So, I could see prehistoric nomads being mostly carnivores for a whole season. Which would also leave enough evidence on their remains.

But I agree that the authors seem to have a bias/motive (entrepreneurial and academic) to overstress the importance of eating meat, perhaps cherry-picking on the available evidence.

3 comments

Hunting small game is reasonably reliable. Hunting primarily big game, as the study is suggests, is the textbook example of unreliable high risk, high reward strategies we teach undergrads about.

What modern human foragers often do is exploit a huge variety of strategies all at once. They're also highly opportunistic and social mechanisms are used to distribute the successes across a large number of people. For instance, if a bunch of Hadza hunters come across a beehive full of honey, they'll stop hunting and eat it. Such finds end up being a significant source of calories for the Hadza, but the study's argument is that this sort of omnivorousness is a recent innovation.

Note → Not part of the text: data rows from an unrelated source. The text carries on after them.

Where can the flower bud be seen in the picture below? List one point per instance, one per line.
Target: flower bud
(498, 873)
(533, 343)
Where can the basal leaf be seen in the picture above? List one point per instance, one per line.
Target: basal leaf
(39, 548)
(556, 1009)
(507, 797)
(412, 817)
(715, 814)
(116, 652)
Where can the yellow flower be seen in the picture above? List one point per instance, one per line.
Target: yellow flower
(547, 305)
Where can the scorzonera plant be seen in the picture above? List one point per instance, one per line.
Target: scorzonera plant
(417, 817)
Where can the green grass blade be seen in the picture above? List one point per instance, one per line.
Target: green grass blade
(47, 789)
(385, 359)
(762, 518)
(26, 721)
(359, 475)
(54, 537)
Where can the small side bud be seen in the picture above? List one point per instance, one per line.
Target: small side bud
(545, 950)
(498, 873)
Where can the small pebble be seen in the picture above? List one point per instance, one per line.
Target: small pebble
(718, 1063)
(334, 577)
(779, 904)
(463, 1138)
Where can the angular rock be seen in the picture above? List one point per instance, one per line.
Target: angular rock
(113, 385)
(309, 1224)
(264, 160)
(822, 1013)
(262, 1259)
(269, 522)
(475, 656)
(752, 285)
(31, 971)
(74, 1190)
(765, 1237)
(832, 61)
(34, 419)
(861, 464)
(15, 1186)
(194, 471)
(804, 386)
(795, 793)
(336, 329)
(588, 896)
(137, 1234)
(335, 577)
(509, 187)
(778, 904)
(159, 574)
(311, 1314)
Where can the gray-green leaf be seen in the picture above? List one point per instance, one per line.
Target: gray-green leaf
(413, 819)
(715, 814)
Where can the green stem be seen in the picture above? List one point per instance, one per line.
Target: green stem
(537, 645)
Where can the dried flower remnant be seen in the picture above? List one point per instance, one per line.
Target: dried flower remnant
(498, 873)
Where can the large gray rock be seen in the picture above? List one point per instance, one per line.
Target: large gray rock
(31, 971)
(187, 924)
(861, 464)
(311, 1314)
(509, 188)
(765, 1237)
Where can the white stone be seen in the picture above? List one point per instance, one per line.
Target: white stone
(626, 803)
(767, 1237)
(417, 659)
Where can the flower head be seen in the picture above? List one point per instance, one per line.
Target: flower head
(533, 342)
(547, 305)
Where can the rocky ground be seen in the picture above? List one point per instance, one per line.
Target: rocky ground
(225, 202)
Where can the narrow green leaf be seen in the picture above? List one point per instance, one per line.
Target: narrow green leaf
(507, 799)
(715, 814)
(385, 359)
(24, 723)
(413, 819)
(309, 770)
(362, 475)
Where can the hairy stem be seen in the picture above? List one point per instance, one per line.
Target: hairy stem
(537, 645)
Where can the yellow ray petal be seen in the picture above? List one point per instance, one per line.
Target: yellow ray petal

Most of the human population resides in places that don't have harsh winters or winter at all. I have a hard time believing the carnivore diet was required to sustain life anywhere but the northern hemisphere even during the ice ages, eurocentrist bias here?
Those mammoths suggest the presence of rather substantial amounts of greens, unless they belonged to a rare variety of ketogenic mammoths (an ecosystem consisting of mammoths all the way down?).